Understanding the plasma dynamics in tokamaks is of fundamental importance to reliably predict the performances of future fusion devices. Because of the complex phenomena at play, state-of-the-art simulation codes are needed to investigate plasma properties. The methodology used to assess the reliability of numerical codes constitutes the verification and validation (V&V) procedure. V&V is composed by three separate tasks: the code verification, targeted to assess that the physical model is correctly implemented in a simulation code; the solution verification, which evaluates the numerical errors affecting a simulation; and the validation, which determines the consistency of the code results with experiments.

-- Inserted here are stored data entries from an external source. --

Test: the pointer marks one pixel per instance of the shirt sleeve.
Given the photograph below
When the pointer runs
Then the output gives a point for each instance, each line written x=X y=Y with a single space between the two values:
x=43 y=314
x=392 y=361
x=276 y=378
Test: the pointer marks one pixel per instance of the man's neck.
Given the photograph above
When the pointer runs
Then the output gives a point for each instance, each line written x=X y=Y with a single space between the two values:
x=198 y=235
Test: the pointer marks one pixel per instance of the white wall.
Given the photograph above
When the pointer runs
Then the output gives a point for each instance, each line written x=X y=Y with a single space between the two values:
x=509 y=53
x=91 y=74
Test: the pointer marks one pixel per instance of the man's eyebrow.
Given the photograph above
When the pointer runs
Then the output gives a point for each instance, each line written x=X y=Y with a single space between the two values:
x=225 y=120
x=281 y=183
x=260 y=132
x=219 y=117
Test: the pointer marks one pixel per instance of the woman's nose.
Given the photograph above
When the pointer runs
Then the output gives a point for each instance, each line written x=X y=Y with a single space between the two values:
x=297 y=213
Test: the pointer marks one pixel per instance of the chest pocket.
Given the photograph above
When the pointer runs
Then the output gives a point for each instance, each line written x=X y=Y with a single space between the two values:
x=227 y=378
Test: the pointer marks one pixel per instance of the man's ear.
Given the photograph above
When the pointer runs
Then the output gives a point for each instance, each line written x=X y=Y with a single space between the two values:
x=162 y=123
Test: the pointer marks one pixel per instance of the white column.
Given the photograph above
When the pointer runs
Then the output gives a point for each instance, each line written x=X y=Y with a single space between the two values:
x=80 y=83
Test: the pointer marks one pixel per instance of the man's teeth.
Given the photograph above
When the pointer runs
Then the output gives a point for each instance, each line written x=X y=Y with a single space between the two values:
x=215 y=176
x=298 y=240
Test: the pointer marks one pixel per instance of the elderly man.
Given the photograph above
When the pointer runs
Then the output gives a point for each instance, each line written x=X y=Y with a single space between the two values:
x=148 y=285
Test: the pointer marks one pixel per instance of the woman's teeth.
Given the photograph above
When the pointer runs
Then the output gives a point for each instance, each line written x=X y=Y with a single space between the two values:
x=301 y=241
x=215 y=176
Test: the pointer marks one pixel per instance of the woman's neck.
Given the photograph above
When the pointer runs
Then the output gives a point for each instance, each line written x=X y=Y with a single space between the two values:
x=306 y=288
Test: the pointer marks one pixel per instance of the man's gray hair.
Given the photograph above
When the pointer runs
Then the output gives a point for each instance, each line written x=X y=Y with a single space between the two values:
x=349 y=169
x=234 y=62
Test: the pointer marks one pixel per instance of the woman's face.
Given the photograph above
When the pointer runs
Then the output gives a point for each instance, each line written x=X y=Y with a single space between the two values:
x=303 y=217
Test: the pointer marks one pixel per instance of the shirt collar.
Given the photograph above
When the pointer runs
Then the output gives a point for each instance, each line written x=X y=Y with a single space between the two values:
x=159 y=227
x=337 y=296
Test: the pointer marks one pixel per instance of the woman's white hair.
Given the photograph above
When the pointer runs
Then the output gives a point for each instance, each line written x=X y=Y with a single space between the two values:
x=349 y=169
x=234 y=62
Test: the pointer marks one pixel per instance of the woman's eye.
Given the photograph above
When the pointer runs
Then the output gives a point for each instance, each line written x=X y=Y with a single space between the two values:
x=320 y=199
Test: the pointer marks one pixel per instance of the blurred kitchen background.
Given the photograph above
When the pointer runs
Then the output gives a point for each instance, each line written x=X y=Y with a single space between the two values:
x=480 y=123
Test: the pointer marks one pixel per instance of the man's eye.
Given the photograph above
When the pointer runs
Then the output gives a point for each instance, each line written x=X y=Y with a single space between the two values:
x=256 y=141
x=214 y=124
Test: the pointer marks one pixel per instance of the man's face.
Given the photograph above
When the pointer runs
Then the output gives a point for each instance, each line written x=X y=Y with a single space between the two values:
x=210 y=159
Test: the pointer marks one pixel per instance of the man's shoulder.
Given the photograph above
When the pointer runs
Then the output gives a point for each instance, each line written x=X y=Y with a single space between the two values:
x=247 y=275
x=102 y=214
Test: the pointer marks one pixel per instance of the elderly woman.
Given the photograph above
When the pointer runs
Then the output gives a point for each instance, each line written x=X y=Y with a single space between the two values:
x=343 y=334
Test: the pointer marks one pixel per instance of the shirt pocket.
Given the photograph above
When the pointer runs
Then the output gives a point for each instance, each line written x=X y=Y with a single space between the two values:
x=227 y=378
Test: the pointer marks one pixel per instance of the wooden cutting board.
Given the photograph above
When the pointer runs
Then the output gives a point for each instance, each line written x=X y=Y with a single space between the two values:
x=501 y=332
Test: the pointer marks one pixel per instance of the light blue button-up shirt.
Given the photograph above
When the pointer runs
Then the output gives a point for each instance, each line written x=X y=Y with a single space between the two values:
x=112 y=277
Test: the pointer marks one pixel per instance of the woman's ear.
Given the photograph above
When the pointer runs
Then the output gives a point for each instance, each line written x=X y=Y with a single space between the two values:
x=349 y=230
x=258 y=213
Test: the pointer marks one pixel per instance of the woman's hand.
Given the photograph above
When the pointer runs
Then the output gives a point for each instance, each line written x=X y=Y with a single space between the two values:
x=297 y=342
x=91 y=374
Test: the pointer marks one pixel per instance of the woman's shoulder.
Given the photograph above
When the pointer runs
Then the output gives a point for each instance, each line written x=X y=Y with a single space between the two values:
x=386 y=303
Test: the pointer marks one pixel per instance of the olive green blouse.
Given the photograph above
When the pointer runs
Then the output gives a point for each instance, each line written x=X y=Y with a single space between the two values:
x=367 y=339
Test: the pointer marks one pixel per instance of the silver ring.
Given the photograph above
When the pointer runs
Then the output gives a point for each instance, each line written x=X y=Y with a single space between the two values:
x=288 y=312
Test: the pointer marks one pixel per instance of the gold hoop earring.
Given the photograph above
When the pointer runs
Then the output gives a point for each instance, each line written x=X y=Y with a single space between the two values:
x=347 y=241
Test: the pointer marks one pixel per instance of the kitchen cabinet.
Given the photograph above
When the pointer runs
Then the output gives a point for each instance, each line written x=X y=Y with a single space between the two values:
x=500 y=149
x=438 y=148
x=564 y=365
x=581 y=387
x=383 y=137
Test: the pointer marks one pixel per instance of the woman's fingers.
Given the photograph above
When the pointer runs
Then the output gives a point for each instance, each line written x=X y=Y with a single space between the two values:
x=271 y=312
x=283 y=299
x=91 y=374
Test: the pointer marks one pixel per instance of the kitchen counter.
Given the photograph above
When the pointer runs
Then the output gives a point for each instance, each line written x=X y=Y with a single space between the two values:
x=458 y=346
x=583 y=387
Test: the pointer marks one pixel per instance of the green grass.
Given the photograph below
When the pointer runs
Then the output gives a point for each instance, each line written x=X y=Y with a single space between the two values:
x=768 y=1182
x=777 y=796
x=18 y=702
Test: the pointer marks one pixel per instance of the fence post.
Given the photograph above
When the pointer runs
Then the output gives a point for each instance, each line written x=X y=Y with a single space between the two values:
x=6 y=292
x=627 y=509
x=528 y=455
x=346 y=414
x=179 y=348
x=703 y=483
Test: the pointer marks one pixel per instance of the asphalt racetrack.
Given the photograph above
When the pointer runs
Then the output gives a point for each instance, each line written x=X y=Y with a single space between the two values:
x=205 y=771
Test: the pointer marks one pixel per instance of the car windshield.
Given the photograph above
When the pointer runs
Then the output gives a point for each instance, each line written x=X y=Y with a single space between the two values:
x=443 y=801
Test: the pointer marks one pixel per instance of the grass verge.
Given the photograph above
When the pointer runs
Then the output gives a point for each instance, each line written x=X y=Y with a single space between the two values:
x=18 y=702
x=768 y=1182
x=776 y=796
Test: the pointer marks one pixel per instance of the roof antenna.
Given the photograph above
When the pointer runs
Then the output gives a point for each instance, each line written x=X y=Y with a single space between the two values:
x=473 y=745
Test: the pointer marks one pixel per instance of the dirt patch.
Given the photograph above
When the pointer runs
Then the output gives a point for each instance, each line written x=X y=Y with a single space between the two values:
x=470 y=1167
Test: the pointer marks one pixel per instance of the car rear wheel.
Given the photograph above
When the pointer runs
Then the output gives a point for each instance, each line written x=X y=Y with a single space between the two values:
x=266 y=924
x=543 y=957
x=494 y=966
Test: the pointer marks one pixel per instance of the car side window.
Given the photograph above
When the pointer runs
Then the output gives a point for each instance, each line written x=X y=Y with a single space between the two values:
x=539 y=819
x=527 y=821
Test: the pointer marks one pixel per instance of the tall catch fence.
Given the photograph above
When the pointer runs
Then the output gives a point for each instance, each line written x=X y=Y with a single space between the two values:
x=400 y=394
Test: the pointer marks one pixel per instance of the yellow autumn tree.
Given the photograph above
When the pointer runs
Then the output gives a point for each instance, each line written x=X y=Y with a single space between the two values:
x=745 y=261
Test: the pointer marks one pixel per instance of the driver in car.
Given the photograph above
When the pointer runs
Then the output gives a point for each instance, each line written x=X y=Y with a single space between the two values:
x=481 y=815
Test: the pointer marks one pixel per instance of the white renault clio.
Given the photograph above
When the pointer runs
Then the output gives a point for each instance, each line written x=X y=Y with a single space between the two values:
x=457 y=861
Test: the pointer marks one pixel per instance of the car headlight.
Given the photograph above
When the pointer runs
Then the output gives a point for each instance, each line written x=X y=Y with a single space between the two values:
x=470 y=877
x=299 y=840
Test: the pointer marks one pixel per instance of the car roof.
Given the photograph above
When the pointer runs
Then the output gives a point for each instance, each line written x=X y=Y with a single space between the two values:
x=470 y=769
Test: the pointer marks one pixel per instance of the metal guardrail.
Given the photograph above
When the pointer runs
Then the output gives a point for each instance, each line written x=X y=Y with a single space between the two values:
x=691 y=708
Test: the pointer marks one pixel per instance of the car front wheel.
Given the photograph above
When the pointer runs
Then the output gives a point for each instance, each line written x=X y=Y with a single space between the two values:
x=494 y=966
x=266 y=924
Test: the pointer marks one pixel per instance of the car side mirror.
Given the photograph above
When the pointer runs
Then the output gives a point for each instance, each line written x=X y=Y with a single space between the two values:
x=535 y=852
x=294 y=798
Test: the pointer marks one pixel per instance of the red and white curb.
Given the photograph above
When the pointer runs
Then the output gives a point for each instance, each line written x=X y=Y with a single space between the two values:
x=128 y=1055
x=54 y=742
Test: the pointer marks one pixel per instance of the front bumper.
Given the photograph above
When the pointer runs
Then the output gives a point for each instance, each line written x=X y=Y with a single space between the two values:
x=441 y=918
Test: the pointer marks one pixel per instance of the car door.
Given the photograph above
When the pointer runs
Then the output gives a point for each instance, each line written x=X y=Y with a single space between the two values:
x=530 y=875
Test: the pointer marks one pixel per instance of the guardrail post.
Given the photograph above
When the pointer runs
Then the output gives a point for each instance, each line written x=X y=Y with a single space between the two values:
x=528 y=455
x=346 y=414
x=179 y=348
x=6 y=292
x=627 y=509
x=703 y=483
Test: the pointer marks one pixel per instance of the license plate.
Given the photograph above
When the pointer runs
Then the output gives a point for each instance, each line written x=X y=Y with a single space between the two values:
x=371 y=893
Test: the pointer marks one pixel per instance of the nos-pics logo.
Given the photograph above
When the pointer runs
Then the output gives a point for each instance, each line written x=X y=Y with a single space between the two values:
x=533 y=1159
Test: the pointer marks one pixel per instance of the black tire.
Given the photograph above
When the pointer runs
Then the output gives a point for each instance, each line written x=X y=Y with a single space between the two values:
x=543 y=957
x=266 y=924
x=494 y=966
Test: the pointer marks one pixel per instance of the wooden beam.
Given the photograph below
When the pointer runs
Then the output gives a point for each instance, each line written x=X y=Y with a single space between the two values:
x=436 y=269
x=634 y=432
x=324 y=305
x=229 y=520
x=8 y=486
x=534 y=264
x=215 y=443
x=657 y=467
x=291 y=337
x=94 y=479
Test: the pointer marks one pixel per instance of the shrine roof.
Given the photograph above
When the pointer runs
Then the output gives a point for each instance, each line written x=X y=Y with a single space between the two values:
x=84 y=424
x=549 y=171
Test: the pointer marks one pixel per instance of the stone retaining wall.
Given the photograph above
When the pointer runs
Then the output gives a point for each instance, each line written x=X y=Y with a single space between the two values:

This thesis focuses on developing and applying rigorous V&V procedures to plasma turbulence simulations, ultimately improving our understanding of the plasma dynamics. To perform a code verification, we propose to use the method of manufactured solutions, a methodology that we generalized to particle-in-cell (PIC) codes. The solution verification procedure we put forward is based on the Richardson extrapolation, used as higher order estimate of the exact solution. These procedures are successfully applied to GBS, a three-dimensional fluid code for plasma turbulence, and to a unidimensional PIC code. Finally, to increase the reliability of our plasma modelling, we carry out a set of validation exercises, comparing GBS simulations with experimental measurements taken on several plasma devices.